Question

Anasia is a basketball player who regularly shoots sets of

\[2\] free-throws. Suppose that each shot has probability
\[0.7\] of being made, and the results of the shots are independent.
The table below displays the probability distribution of
\[X\], the number of shots that Anasia makes in a set of
\[2\] attempts.
\[X= \# \text{ of makes}\]
\[0\]
\[1\]
\[2\]
\[P(X)\]
\[0.09\]
\[0.42\]
\[0.49\]
Given that
\[\mu_X=1.4\] makes, find the standard deviation of the number of shots that Anasia makes.
Round your answer to two decimal places.

Answer 1

To find the standard deviation of the number of shots Anasia makes, calculate the variance using the given mean (1.4) and probabilities for each outcome, then take the square root of the variance. The result is a standard deviation of approximately 0.51.

Step-by-step explanation:

The student is asking about the standard deviation of the number of shots made by Anasia, a basketball player, in sets of 2 free-throws.

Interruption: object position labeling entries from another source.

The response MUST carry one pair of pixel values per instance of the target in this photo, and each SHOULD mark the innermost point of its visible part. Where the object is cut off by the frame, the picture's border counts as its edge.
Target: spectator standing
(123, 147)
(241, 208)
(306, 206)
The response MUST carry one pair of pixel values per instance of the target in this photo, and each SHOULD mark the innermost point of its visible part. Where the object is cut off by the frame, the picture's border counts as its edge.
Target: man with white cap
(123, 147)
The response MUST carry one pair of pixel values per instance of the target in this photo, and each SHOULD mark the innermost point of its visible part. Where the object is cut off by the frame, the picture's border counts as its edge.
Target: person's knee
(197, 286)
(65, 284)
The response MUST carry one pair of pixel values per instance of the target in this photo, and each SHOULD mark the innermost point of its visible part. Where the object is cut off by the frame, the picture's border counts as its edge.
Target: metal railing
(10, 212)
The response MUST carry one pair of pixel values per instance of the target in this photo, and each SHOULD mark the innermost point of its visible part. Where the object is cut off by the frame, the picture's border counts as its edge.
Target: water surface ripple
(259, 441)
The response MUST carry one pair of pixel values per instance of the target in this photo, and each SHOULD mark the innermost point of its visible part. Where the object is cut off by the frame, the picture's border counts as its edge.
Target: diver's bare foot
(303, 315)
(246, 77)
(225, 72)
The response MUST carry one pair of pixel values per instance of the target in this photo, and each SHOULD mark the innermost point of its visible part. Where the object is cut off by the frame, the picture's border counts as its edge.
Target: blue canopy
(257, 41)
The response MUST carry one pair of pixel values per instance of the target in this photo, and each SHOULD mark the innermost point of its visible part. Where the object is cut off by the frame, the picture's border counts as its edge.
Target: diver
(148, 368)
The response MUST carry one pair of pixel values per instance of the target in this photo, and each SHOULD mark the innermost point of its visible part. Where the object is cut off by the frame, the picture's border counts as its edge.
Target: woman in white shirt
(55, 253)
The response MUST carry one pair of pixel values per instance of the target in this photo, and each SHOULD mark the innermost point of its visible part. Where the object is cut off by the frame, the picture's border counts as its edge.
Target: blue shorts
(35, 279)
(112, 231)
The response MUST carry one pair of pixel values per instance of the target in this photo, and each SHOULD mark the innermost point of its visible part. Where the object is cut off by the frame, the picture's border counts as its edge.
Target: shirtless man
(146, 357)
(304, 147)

To find the standard deviation, we can use the formula for the standard deviation of a probability distribution, which is √(σ^2), where σ^2 is the variance.

The variance is calculated by σ^2 = Σ[(x - μ_X)^2 ⋅ P(x)], where μ_X is the mean of the distribution and P(x) is the probability of each outcome x.

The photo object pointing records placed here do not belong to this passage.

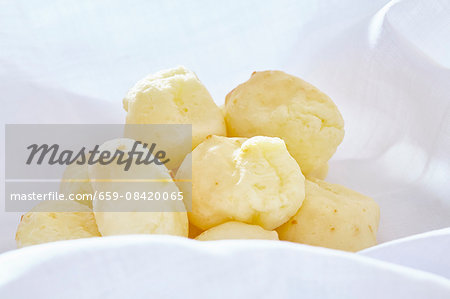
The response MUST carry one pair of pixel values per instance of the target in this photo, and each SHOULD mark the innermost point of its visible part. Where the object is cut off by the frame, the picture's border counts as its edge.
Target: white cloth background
(385, 64)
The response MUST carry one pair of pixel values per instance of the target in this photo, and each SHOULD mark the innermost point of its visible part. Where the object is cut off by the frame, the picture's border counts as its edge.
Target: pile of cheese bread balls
(257, 168)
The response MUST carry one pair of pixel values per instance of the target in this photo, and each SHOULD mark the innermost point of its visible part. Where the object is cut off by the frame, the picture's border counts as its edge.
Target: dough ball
(320, 172)
(273, 103)
(175, 96)
(46, 223)
(75, 181)
(166, 217)
(194, 231)
(237, 230)
(253, 180)
(333, 216)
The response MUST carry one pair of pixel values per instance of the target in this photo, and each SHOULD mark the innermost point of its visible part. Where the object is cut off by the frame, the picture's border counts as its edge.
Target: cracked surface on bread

The variance of X can be found using the given probabilities and the values of X:

1. √(σ^2) = √(Σ[(x - μ_X)^2 ⋅ P(x)])
2. σ^2 = Σ[(x - 1.4)^2 ⋅ P(x)]
3. σ^2 = (0 - 1.4)^2 ⋅ 0.09 + (1 - 1.4)^2 ⋅ 0.42 + (2 - 1.4)^2 ⋅ 0.49
4. σ^2 = 0.196 ⋅ 0.09 + 0.16 ⋅ 0.42 + 0.36 ⋅ 0.49
5. σ^2 = 0.01764 + 0.0672 + 0.1764
6. σ^2 = 0.26124
7. Standard deviation, σ = √(0.26124) ≈ 0.51

So the standard deviation of the number of shots Anasia makes in a set of 2 attempts is approximately 0.51, rounded to two decimal places.